As a buddhist practitioner, we are invited to take refuge in the three jewels: the buddha, the dharma, the sangha.
In my own practice, I find safety and comfort, my picture of a refuge, in the first two. There is effort and challenge and frustration along with the experiences of ease and understanding in finding refuge in the buddha and the dharma but there is a sense of containment within the “self”. It is readily apparent that the variables and obstacles are all self generated when I am sitting by myself on a river and the sangha is made up of trees and animals and rushing water and sky. These sangha members are teaching and pointing and engaging but I still have the experience of being in control of what enters or what I allow to participate in my practice. The practice is predominately within the abode of the buddha and the dharma. There is extraordinary value in this encaved practice with a focus on the first two jewels. It allows me to develop and strengthen the muscles of concentration and inquiry and to more readily see habitual thought streams and the debris of karma.

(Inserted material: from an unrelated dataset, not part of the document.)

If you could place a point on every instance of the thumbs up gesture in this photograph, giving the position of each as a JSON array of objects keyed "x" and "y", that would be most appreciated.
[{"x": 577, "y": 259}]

When the practice in these hermit-like settings opens up to an experience of clarity, a taste of true nature, and an understanding of the cause of suffering, there is always a deep impassioned call to move out into the world and share this understanding. There is a call to meet suffering and to offer ease. At the core of the call is not a desire to fix or “show the way”, but to be a clear reflection for folks to see their original, unique nature.
And then there is the reality of taking refuge in the sangha. When I think of refuge, I think of a safe haven, a place to curl up and be held, a place to be shielded from the storm. Coming out of the month-long retreat on the road, I find the sangha to be not that at all. I find that it is extraordinarily challenging to be the still reflection pool when everyone I meet is providing a crystalline reflection of my own obscurations and obstacles. Where I can see the shadows of harm that I have inflicted on others, by my actions and words, flitting across their expressions and echoing in their cautious speech. And when I encounter the courageous folks who are willing to speak their experience clearly, it initially feels like being slapped… hard. This is hardly the refuge I was expecting or hoping for. Yet, when I relax my hardened shield of self importance and allow the courageous words to enter, I experience a teaching, a reminder, a pointing. The practice shines out and I experience the sangha not as a refuge away from something, or a place where I can share the wealth of my hermiting practice but a refuge into the teaching. I experience a welling up of trust not only in the teaching but the manifestation of its truth in the sangha of other human beings. I experience refuge not as a protection or a shield but as an all encompassing and constantly opening door to glimpsing the true nature of reality as compassion, kindness, joy and equanimity.
So it seems that, when the time is appropriate, the practice calls me out of the cave of inner development and into the jewel of the sangha, not to teach what I have learned, but to broaden my awareness and understanding, to blow open the doors of self realization to expand and include universal realization.